Occurrene Data Cleaning • kuenm2

Description
Getting ready
Cleaning data
Saving results

Description

As any modeling technique, ecological niche modeling depends on the quality of the input data, particularly species occurrence records. Cleaning these data is a critical step to minimize biases, reduce errors, and ensure meaningful model outcomes. This vignette introduces tools available in the kuenm2 package to facilitate the cleaning of occurrence data prior to modeling. It guides users through loading and inspecting data, applying cleaning functions, and saving cleaned datasets, all within a reproducible R workflow.

We want to highlight that additional data cleaning and filtering steps (e.g., spatial thinning) may be necessary depending on the type of model or modeling approach the user intends to adopt. The tools presented here are designed to assist with the most basic steps of preparing data for modeling.

Getting ready

If kuenm2 has not been installed yet, please do so. See the Main guide for installation instructions.

Load kuenm2 and any other required packages, and define a working directory (if needed). In general, setting a working directory in R is considered good practice, as it provides better control over where files are read from or saved to. If users are not working within an R project, we recommend setting a working directory, since at least one file will be saved at later stages of this guide.

# Load packages
library(kuenm2)
library(terra)

# Current directory
getwd()

# Define new directory
#setwd("YOUR/DIRECTORY")  # uncomment this line if setting a new directory

Cleaning data

Import data

We will use occurrence records provided within the kuenm2 package. Most example data sets in the package were derived from Trindade & Marques (2024). The occ_data_noclean object contains 51 valid occurrences of Myrcia hatschbachii (a tree endemic to Southern Brazil) and a group of erroneous records to demonstrate cleaning steps.

# Import occurrences
data(occ_data_noclean, package = "kuenm2")

# Check data structure
str(occ_data_noclean)
#> 'data.frame':    64 obs. of  3 variables:
#>  $ species: chr  "Myrcia hatschbachii" "Myrcia hatschbachii" "Myrcia hatschbachii" "Myrcia hatschbachii" ...
#>  $ x      : num  -51.3 -50.6 -49.3 -49.8 -50.2 ...
#>  $ y      : num  -29 -27.6 -27.8 -26.9 -28.2 ...

A raster layer from a group of layers include in the package will also be used in this example. This is a bioclimatic variable from WorldClim 2.1 at 10 arc-minute resolution.
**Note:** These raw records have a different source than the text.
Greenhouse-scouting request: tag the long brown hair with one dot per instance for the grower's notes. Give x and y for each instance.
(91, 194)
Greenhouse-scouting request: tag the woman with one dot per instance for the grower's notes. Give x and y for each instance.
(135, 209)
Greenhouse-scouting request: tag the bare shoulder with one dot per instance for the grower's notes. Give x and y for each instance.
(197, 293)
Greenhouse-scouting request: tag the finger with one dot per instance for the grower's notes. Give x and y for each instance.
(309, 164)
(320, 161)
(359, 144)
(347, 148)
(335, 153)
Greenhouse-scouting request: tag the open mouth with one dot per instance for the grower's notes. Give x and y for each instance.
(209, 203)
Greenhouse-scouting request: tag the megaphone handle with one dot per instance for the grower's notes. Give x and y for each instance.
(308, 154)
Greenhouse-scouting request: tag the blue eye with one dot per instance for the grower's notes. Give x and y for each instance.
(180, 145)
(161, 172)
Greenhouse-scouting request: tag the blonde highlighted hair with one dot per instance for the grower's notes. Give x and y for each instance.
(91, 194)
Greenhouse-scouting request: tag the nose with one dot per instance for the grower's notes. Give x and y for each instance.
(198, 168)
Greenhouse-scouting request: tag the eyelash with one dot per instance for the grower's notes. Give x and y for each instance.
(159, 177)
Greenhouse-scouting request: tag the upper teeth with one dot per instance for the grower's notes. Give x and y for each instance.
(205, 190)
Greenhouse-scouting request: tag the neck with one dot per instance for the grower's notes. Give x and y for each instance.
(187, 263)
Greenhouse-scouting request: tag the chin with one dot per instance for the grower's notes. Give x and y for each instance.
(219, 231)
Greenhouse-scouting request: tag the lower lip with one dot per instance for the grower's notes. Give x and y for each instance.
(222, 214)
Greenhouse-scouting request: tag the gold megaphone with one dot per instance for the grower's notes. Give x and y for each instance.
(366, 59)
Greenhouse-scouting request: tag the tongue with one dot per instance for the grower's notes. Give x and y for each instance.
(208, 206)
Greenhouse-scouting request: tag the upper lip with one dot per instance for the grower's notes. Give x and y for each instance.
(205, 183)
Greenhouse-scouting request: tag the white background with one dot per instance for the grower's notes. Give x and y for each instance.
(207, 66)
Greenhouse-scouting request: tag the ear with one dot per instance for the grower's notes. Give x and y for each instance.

This layer has been masked using a polygon generated by drawing a minimum convex polygon around the records with a 300 km buffer.

# Import raster layers
var <- rast(system.file("extdata", "Current_variables.tif", package = "kuenm2"))

# Keep only one layer
var <- var$bio_1

# Check variable
plot(var)

Visualize occurrences records in geography:

# Visualize occurrences on one variable
## Create an extent based on the layer and the records to see all errors
vext <- ext(var)  # extent of layer
pext <- apply(occ_data_noclean[, 2:3], 2, range, na.rm = TRUE)  # extent of records

allext <- ext(c(min(pext[1, 1], vext[1]), max(pext[2, 1], vext[2]), 
                min(pext[1, 2], vext[3]), max(pext[2, 2], vext[4]))) + 1

# plotting records on the variable
plot(var, ext = allext, main = "Bio 1")
points(occ_data_noclean[, c("x", "y")])

Basic cleaning steps

The basic data cleaning steps implemented in kuenm2 help to: remove missing data, eliminate duplicates, exclude typically (though not always) erroneous coordinates with 0 longitude and 0 latitude, and filter out records with low coordinate precision based on the number of decimal places.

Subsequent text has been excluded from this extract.